String sql = String sql = "INSERT INTO some_table ( some_timestamp ) VALUES ( " + ldt.toString().replace( "T" , " " ) + " ) ;" ;
Alternatively, you could generate that text by using a DateTimeFormatter object. Search Stack Overflow as that has been covered many many times already.
Moment
You have another crucial problem in your code. Your use of the word "timestamp" suggest you are trying to track a moment, a specific point on the timeline. Your input string fails to do that.
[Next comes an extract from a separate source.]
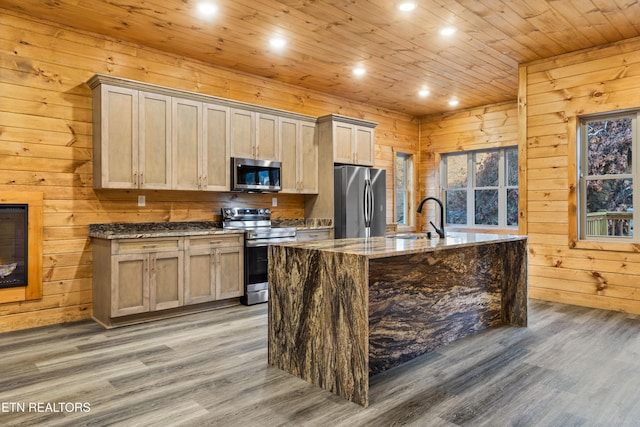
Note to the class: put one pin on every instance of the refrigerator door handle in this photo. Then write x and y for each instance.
(367, 206)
Your input lacks the context of an offset-from-UTC (a number of hours-minutes-second ahead/behind the prime meridian) or a time zone (a name in Continent/Region format).
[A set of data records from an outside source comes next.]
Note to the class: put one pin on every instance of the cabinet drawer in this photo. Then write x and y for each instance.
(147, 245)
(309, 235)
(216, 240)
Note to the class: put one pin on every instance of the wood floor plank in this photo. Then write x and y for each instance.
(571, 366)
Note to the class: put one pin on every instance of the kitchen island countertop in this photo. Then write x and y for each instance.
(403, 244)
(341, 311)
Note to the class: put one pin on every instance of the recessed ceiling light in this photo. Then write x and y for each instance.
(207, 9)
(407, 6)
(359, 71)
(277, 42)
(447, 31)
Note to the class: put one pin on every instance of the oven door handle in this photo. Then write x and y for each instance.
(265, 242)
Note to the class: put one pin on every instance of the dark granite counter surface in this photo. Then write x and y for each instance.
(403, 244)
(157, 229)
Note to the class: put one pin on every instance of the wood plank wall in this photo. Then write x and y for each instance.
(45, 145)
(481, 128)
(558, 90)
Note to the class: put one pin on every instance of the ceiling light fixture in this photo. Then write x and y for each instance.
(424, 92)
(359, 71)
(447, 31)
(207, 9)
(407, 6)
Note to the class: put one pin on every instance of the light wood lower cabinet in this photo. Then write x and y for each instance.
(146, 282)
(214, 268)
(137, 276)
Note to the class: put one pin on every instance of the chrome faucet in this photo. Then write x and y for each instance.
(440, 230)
Take for example your input of 10 AM. We have no way to know if you meant 10 AM in Tokyo Japan or 10 AM in Toledo Ohio US, two very different moments many hours apart.
If you are tracking moments, you must use:
- A database column of a type akin to the SQL standard
TIMESTAMP WITH TIME ZONE.
- One of these Java classes:
Instant, OffsetDateTime, or ZonedDateTime (with only OffsetDateTime required to be supported in JDBC 4.2).
Example:
OffsetDateTime now = OffsetDateTime.now( ZoneOffset.UTC ) ; // Capture the current moment in UTC.
To represent a moment as text, you should use ISO 8601 format ending in either Z (for UTC, an offset of zero), an offset such as +05:30, or an offset followed by the name of a time zone in square brackets. That last one is a non-standard extension to ISO 8601 used by the java.time.ZonedDateTime class.
Instant instant = Instant.parse( "2020-05-07T10:05:05.301011Z" ) ;
JDBC 4.2 requires support for OffsetDateTime but not Instant. Your JDBC driver may support Instant, but if not, convert.
OffsetDateTime odt = instant.atOffset( ZoneOffset.UTC ) ;
When tracking moments, never use a database type akin to the SQL standard type TIMESTAMP WITHOUT TIME ZONE. And never use the Java class LocalDateTime for moments. Both intentionally lack the context of a time zone or offset-from-UTC.